Universities are dynamic, complex systems with inputs, processes, outputs and impacts and are part of a greater whole, embedded in local and global communities and interacting with the wider environment. Elements of the university system have interconnectedness, interrelationships, interdependencies and integration between them. Healthy universities concern to draw upon best practice linked to organization development, learning and change.
More recently Okanagan Charter (2015) shared aspirations that health promoting universities and colleges infuse health into everyday operations, business practices and academic mandates. By doing so, health promoting universities and colleges enhance the success of our institutions; create campus cultures of compassion, well-being, equity and social justice; improve the health of the people who live, learn, work, play and love on our campuses; and strengthen the ecological, social and economic sustainability of our communities and wider society. The Charter has two Calls to Action for higher education institutions: embed health into all aspects of campus culture, across the administration, operations and academic mandates, and lead health promotion action and collaboration locally and globally.
Based on these assumptions we formulated the following research question: How conceptualize and design a participatory health research process that allows the activation of a community of higher nursing education to implement a health promoting context and increases the skills for the profession?
To answer the research question, we defined the following objective: To discuss the framework that guide the transformative process of a nursing college into a health promoting context using the PEER-IESS model.
Methods:
PEER-IESS is a bottom up strategy to implement health promotion contexts in high education institutions.
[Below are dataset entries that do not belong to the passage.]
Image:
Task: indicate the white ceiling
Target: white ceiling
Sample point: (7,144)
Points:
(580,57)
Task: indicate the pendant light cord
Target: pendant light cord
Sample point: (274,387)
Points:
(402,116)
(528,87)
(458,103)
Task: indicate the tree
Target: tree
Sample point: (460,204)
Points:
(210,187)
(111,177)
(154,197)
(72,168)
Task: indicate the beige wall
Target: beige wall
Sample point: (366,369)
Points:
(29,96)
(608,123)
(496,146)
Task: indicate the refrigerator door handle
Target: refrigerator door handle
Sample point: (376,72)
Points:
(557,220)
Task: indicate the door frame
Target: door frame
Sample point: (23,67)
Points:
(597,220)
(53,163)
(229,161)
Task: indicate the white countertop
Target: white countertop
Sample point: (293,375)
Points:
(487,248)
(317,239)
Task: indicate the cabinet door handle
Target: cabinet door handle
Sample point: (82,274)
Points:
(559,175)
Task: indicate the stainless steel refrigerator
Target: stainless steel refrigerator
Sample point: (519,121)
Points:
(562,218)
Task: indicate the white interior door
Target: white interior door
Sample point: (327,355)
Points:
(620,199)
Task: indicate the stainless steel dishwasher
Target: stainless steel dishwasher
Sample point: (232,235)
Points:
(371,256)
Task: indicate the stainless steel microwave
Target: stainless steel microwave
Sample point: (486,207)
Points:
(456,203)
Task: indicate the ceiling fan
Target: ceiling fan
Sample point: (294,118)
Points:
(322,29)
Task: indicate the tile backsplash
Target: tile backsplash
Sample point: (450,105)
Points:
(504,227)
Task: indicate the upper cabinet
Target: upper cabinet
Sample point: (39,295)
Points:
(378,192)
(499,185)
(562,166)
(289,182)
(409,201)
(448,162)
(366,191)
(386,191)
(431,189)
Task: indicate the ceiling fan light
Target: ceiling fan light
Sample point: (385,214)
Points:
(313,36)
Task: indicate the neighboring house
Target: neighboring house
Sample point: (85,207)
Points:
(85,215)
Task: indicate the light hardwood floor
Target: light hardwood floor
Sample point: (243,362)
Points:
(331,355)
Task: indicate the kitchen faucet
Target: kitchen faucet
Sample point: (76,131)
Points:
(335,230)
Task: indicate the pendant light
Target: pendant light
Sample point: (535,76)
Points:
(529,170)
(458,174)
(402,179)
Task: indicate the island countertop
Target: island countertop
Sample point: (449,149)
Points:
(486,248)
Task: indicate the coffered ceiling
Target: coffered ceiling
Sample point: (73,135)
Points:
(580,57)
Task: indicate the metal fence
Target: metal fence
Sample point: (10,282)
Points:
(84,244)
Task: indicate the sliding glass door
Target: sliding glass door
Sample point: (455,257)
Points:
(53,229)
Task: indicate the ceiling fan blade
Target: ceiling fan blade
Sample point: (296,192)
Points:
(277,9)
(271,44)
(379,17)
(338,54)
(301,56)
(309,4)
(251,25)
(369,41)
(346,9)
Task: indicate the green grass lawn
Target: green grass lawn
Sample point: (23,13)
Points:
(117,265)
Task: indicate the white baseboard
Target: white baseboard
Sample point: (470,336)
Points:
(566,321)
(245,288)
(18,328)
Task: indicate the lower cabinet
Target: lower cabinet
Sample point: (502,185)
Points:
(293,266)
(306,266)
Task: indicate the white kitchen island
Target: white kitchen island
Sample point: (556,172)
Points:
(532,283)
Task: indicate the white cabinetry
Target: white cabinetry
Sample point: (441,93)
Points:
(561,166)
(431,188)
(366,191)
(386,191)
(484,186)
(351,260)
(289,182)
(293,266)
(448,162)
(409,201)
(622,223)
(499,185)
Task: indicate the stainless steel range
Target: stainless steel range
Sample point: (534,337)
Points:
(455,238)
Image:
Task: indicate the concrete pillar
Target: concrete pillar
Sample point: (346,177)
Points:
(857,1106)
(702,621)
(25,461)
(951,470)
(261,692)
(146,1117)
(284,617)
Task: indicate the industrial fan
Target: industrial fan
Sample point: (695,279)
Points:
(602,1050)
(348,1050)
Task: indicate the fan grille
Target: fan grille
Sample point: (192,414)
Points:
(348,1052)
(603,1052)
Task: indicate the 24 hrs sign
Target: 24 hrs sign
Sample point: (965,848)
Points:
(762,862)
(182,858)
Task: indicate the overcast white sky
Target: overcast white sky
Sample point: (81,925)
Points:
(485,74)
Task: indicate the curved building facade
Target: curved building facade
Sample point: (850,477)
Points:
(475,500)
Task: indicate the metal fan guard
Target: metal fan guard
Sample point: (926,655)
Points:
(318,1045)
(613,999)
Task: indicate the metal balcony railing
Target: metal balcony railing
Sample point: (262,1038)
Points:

Through PEER-IESS model (Education, Engagement and Evaluation Research - Salutogenic Higher Education Institutions), is intended to enable the community mobilization in higher education institutions to develop health promotion and resolution of problems of educational communities through the use of dialogical and creative strategies to promote health intervention centered on the student community (Brito & Mendes, 2009).
Within PEER-IESS model, and through the implementation of PRECEDE-PROCEED model (Green and Kreuter, 1991), used in various cultural contexts, settings, practices and structures of intervention is intended to systematize participatory health research to mobilize youth in large-scale issues related to healthy lifestyles.
PEER-IESS aims to be a participatory health research model to activate university communities in addressing the problems faced by youth, through using Community Mobilization, Peer Education and Peer Research strategies.
Results:
As results the researchers realize that to engage youth in participatory health research networks will be an asset to reduce the gap between young people of different social status, allowing students to have social contact and support socially excluded communities; the value added by participatory action research is to increase awareness of social responsibility to promote youth health and networking between universities will promote institutional commitment because they represent the key mechanisms for change and innovation and organizational forms to provide cooperative learning and reduce the uncertainty of implementation of innovation.
Conclusion:
Higher education has a unique opportunity and responsibility to provide transformative education, engaging the student voice, and developing new knowledge and understanding. PEER-IESS model recognize the link between Peer Education and Peer Research strategies, building capacity for health promotion; increasing academic success; curricular infusion health promotion in the study plan of nursing undergraduate course; formulation of health promotion policies in terms of mission, values and vision in the higher nursing education institution leading to the participation of the entire academic community in building the strategic development plan of the institution.